Something goes a little wrong in my stomach at the idea of Wes being scared. My whole life I’d thought of him as fearless. Nobody is. Intellectually I know that. But even the other night when he’d told me he had struggled with being gay. I don’t think I really got it.

“That sucks,” I say softly.

He shrugs. “Didn’t kill me. Just made me work twice as hard. Maybe I wouldn’t have ended up as a first liner if those jackasses hadn’t put the fear of God into me every fucking day.”

“That’s looking on the bright side.”

“Canning, we’re going to lose the daylight,” he reminds me.

He’s right. The sky has already faded to a soft purple in some places. I hastily stand up. “Let’s go, then.”

It’s counterintuitive, but on a steep hike the way down is much harder than the way up. Every step threatens to sweep your feet out from under you. We don’t speak at all during our descent. We’re too busy concentrating on where to place each foot and which branches will make a steadying hand-hold.

The dark is coming on fast. We’re almost there when the path becomes truly difficult to see. I can hear Wes’s footfalls behind me, and the skittering sound of the pebbles he displaces with each step. I’d bet cash money that Wes is in the zone like I am right now, thinking only of the task at hand. When the body is busy, the mind shuts up for a while.

It’s almost totally dark, but I know we’re just yards from the trailhead. That’s when I hear Wes stumble. There’s a grunt and the sound of feet sliding on dirt. My heart catches as I hear him go down a few paces behind me. “Fuck,” he grumbles.

I turn around and find him splayed out on the ground. Shit. I’ve dragged Toronto’s new forward up a fucking mountain in the dark. If he’s sprained something, it’s all on me. “You okay?” Feeling sick, I make my way uphill again to where he is.

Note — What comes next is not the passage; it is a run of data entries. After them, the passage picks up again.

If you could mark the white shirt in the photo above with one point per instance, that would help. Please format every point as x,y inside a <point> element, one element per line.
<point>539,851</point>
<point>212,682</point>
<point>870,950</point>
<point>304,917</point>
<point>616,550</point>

“Yeah,” he says, but that’s not proof. A hockey player always says that, even when it’s not true. But then Wes sits up from the shadows.

I stick out a hand and he closes his fingers around it and squeezes. The pressure of his grasp calms me down. With a tug from me he’s on his feet again, and the warmth of his hand leaves mine. But I don’t turn around and head down yet. “Seriously, did you twist anything?”

The shadow of Wes shifts his weight from one foot to the other and back again. “Nope. Banged my knee on a rock. But it’s nothing.” He scrapes his hands together to dust them off.

Letting out a breath I don’t even know I’m holding, I turn around and pick my way even more slowly down the hill.

Wes’s car waits for us in the dark. I hop into the passenger seat, relieved that my hike hasn’t injured anyone. The dome light shows me a smiling Wes, but there’s dirt on his shirt. I reach over and brush it off, undoing the damage.

He gives me a wink. “You copping a feel?” Laughing at his own joke, he cranks the engine. “Where are we headed?”

“Anyplace. Your pick.”

Wes turns the car around and heads back to the main road. “We passed a bar before this turnoff. Lou’s, or something. You ever been there?”